In [92]:
import os
from pathlib import Path

import datamol as dm
from rdkit import Chem

from openeye import oechem
from openeye import oequacpac

In [93]:
ligands_path = Path("../examples/Ligands_To_Dock.sdf")

In [116]:
def oe_protonate(smile, kekule=False) -> str:
    """
    Protonate a SMILES string using OpenEye toolkit.
    
    This function takes a SMILES string, converts it to an OpenEye molecule,
    removes salts, adds explicit hydrogens, applies reasonable protonation states,
    and optionally converts to Kekule form before returning the protonated SMILES.
    
    Parameters:
    -----------
    smile : str
        Input SMILES string to be protonated
    kekule : bool, optional
        If True (default), convert aromatic bonds to Kekule form
        
    Returns:
    --------
    str
        Protonated SMILES string
        
    Example:
    --------
    >>> smiles = "C1=CC=C(C=C1)C(=O)O"
    >>> protonated = protonate_smiles(smiles)
    """
    from openeye import oechem
    from openeye import oequacpac

    # Convert SMILES to OpenEye molecule
    oemol = oechem.OEMol()
    oechem.OESmilesToMol(oemol, smile)

    # Strip Salt
    oechem.OEDeleteEverythingExceptTheFirstLargestComponent(oemol)

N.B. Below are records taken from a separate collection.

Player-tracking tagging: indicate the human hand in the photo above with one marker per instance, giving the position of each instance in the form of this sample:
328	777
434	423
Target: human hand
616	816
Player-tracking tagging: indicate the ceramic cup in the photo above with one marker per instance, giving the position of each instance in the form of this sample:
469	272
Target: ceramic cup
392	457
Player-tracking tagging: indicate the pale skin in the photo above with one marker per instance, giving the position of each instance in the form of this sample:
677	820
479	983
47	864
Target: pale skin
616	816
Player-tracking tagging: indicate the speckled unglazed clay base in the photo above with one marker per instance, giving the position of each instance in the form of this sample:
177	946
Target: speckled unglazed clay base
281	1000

    oechem.OEFindRingAtomsAndBonds(oemol)
    oechem.OEAssignAromaticFlags(oemol, oechem.OEAroModel_OpenEye)
    smiflag = oechem.OESMILESFlag_Canonical
    smiflag |= oechem.OESMILESFlag_ISOMERIC

    oechem.OEAddExplicitHydrogens(oemol)
    oequacpac.OEGetReasonableProtomer(oemol)

    if kekule:
        for bond in oemol.GetBonds(oechem.OEIsAromaticBond()):
            bond.SetIntType(5)
        oechem.OECanonicalOrderAtoms(oemol)
        oechem.OECanonicalOrderBonds(oemol)
        oechem.OEClearAromaticFlags(oemol)
        oechem.OEKekulize(oemol)

    smile = oechem.OECreateSmiString(oemol, smiflag)
    return smile

In [121]:
def cdp_protonate(smiles: str) -> str:
    """
    Takes a SMILES string and returns a protonated SMILES at physiological pH.
    
    Parameters:
    -----------
    smiles : str
        Input SMILES string
        
    Returns:
    --------
    str
        Protonated SMILES string at physiological pH
        
    Raises:
    -------
    Exception
        If SMILES parsing fails or protonation fails
    """
    import CDPL.Chem as Chem

    # Parse the SMILES string to create a molecule object
    mol = Chem.parseSMILES(smiles)
    
    if mol is None:
        raise Exception(f"Failed to parse SMILES: {smiles}")
    
    # Create a BasicMolecule to store the result
    out_mol = Chem.BasicMolecule(mol)
    
    # Prepare the molecule - calculate required properties
    # These are necessary for the protonation algorithm to work correctly
    Chem.calcImplicitHydrogenCounts(out_mol, False)
    Chem.perceiveHybridizationStates(out_mol, False)
    Chem.perceiveSSSR(out_mol, False)  # Smallest Set of Smallest Rings
    Chem.setRingFlags(out_mol, False)
    Chem.setAromaticityFlags(out_mol, False)
    Chem.perceiveComponents(out_mol, False)
    
    # Create and apply the protonation state standardizer
    prot_state_gen = Chem.ProtonationStateStandardizer()
    
    # Apply physiological condition protonation
    prot_state_gen.standardize(out_mol, Chem.ProtonationStateStandardizer.PHYSIOLOGICAL_CONDITION_STATE)
    
    # Update component perception as structure might have changed
    Chem.perceiveComponents(out_mol, True)
    
    # Generate and return the SMILES string
    # Using canonical SMILES for consistency
    return Chem.generateSMILES(out_mol, False, True)  # (molecule, with_stereo, canonical)

In [122]:
smiles = "C1C=C2C(=NS(=O)(=O)C2=CC=1CN)NC(C)C1C=C(C(O)=O)C=CC=1"

In [123]:
oe_smiles_prot = oe_protonate(smiles)
print(oe_smiles_prot)

CC(c1cccc(c1)C(=O)[O-])N=C2c3ccc(cc3S(=O)(=O)N2)C[NH3+]


In [124]:
cdp_smiles_prot = cdp_protonate(smiles)
print(cdp_smiles_prot)

c1cc2C(=NS(=O)(=O)c2cc1C[NH3+])NC(C)c1cc(C([O-])=O)ccc1